I'm sure it's not tooooo hard to address this if you want to post a fix I
would
be happy to look at it.

And while your at it. Perhaps you might want to take a look into the
directory
boost/libs/serialization/performance/...

This directory includes all the infrastructure to generate profiling tables
with
the gcc compiler. It works with bjam, simple shell script and maybe
library_test
in order to implement this. I've tested with cygwin under windows XP.
It includes the a set of performance tests which generate
profiles. The tests aren't very good - I just copied over a few from the
../test
directory to test the performance infrastructure. After getting this far I
got
distracted by other stuff so there it stands.
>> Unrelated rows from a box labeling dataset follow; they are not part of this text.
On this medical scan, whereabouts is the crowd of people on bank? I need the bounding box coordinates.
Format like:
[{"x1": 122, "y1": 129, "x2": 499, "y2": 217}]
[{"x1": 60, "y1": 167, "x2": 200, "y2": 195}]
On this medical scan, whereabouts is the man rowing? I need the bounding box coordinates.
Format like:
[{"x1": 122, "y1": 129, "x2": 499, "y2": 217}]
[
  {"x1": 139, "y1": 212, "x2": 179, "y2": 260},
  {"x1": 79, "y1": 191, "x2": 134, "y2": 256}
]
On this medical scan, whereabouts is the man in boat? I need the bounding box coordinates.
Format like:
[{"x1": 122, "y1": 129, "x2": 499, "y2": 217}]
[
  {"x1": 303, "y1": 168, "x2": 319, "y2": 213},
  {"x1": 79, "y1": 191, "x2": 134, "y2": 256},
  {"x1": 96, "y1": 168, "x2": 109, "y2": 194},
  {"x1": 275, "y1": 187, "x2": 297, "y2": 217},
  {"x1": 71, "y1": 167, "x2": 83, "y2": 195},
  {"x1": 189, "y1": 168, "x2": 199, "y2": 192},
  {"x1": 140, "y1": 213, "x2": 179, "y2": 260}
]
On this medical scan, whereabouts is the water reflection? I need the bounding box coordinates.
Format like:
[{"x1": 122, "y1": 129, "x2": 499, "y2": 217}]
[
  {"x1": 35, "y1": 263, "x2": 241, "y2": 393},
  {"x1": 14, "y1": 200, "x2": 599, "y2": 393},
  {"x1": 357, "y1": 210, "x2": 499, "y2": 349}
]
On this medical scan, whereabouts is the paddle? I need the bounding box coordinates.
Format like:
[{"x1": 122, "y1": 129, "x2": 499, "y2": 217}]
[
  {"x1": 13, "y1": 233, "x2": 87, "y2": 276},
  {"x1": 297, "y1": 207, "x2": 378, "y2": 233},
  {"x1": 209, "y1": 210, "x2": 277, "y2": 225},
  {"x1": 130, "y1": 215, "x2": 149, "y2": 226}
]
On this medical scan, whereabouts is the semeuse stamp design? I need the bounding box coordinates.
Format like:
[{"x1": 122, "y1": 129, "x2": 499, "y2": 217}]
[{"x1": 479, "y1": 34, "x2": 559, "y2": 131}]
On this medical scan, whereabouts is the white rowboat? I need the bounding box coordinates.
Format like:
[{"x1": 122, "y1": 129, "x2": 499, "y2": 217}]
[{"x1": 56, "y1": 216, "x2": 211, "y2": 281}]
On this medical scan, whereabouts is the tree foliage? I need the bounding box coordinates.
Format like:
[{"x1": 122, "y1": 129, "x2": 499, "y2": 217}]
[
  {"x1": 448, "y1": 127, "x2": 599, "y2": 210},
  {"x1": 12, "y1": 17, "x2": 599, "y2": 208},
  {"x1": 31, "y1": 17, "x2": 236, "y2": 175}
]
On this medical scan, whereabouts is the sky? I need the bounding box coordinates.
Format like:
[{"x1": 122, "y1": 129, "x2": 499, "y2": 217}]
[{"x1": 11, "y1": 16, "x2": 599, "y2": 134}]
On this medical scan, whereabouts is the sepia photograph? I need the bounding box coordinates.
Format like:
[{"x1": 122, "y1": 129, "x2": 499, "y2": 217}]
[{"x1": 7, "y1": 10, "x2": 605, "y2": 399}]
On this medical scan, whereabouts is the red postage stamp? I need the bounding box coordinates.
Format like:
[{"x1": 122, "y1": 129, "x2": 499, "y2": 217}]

If anyone were to add a performance_test for void_cast and review what I've
got I would be most greatful.

If someone want's a reasonable size Summer of Code 09 project I would also
very much like to see this happen.

Robert Ramey

> I have a highly optimized component in Boost.Python that I *believe*
> is doing the same job. Perhaps we should factor it out and share?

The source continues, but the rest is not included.